Instytut Piłsudskiego w Nowym Jorku obchodził Narodowe Święto Niepodległości wirtualnie. "Pamięć o tych, którzy wywalczyli ojczyźnie wolność, jest powinnością Polaków" - podkreśla szefowa placówki, dr Iwona Korga.
Nowojorski Instytut ze względu na epidemię koronawirusa uczcił 102. rocznicę odzyskania niepodległości wirtualnie - na stronie Instytutu udostępniono materiał filmowy przedstawiający jego działalność. Można też online obejrzeć jego siedzibę oraz zbiory.
"Pamięć o przodkach to nasza powinność, a odśpiewanie hymnu, śpiewanie pieśni patriotycznych, wywieszenie biało-czerwonej flagi czy noszenie kotylionu, to z pewnością odpowiednie sposoby na uczczenie Narodowego Święta Niepodległości" – oceniła Korga.
W trudnym czasie epidemii Instytut oferuje dużą dawkę polskiej historii. Programy wirtualne pozwalają poznać ciekawe dokumenty, materiały o polskich bohaterach czy kulisy zwycięskiej Bitwy Warszawskiej z 1920 roku. Placówka ma wiele fotografii z okresu II Rzeczypospolitej. Oferuje warsztaty edukacyjne dla całych rodzin.
"Historia i kultura łączą, warto więc pogłębiać wiedzę" – stwierdziła szefowa Instytutu, dodając, że zbiory Instytutu obejmują milion dokumentów, 18 tys. książek, galerię sztuki oraz pamiątki historyczne.
"Prawie 100 proc. kolekcji to dary od rodzin, instytucji, znanych osobistości. Powierzały one swoje skarby naszej placówce tak, aby mogły być zachowane dla przyszłych pokoleń. 20 proc. zbiorów zostało uratowanych z Polski w 1939 roku. Dokumenty i ikonografia dotyczą kształtowania się polskiej niepodległości, w tym Bitwy Warszawskiej. Kolejne 80 proc. to zbiory polonijne obrazujące działalności Polonii w USA" - podała Korga.
Zaznaczyła, że Instytut kieruje swą misję do wszystkich grup wiekowych - od najmłodszych po seniorów. Z archiwum Instytutu co roku korzysta wielu badaczy przygotowujących publikacje naukowe, filmowców pracujących nad dokumentami, a także Amerykanów szukających polskich korzeni.
"Nasza misja od 77 lat pozostaje niezmienna.
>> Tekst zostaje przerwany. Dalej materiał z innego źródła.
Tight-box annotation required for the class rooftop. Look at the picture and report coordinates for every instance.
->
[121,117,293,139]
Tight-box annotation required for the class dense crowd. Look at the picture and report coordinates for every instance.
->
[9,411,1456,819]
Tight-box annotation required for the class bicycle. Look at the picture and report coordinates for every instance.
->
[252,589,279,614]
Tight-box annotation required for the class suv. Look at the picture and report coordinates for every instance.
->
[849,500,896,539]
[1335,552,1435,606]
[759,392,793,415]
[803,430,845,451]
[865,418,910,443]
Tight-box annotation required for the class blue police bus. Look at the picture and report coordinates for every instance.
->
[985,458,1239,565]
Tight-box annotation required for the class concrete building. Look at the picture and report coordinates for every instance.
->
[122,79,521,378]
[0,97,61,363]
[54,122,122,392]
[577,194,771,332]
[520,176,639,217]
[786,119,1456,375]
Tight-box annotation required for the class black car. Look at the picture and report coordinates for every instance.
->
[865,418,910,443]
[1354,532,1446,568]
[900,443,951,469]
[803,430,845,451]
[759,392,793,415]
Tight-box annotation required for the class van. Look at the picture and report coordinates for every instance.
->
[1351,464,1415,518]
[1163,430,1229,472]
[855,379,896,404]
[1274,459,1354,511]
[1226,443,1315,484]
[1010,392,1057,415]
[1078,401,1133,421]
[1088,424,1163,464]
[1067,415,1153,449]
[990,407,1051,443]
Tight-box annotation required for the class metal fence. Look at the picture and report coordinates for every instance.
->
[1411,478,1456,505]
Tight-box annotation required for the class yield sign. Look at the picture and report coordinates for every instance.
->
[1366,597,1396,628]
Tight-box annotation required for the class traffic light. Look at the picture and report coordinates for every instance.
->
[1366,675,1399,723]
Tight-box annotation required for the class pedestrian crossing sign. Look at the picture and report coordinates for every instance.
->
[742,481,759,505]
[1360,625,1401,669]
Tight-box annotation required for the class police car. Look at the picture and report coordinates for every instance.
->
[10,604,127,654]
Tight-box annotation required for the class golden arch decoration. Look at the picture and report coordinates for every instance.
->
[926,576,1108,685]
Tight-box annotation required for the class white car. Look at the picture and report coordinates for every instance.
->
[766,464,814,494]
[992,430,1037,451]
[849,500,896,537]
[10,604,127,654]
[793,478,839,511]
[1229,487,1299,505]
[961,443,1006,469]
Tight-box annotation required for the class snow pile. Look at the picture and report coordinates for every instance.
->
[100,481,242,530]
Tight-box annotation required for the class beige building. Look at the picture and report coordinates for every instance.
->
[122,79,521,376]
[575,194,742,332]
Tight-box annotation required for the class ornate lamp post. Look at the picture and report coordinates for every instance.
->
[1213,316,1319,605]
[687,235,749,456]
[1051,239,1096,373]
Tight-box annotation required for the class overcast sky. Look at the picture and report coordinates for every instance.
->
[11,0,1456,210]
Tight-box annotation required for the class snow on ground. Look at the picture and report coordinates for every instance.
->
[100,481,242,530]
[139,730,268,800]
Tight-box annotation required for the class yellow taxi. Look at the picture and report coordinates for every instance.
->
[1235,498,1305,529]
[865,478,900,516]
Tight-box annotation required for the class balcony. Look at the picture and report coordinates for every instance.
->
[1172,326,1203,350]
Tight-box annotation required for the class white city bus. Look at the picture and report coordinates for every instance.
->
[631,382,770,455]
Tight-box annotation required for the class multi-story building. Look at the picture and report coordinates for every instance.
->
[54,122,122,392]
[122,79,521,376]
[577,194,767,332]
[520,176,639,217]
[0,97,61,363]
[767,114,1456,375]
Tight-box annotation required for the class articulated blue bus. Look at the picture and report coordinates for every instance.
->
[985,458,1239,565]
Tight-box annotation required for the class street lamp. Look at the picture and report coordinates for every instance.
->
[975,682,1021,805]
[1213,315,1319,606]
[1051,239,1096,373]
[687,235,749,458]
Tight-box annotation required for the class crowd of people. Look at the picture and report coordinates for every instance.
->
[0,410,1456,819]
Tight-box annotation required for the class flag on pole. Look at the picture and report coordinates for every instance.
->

Przechowywanie, opracowywanie i udostępnianie materiałów, szeroko rozumiana edukacja historyczna, a także promocja Polski w USA. Lokalizacja w Nowym Jorku sprawia, że polska i polonijna historia są obecne w centrum świata" – zwróciła uwagę szefowa polskiej placówki.
Przyznała, że epidemia koronawirusa mocno dotknęła działalność Instytutu. Trzeba było zawiesić spotkania stacjonarne, nieczynna jest biblioteka i archiwum, a także ograniczona praca biura.
"Wszystko to nowa rzeczywistość. Pracownicy Instytutu jednak się nie poddają. Trwa kontynuacja projektu digitalizacji dokumentów, przygotowywanie kwerend naukowych oraz opracowywanie programu online" – zapewniła szefowa placówki.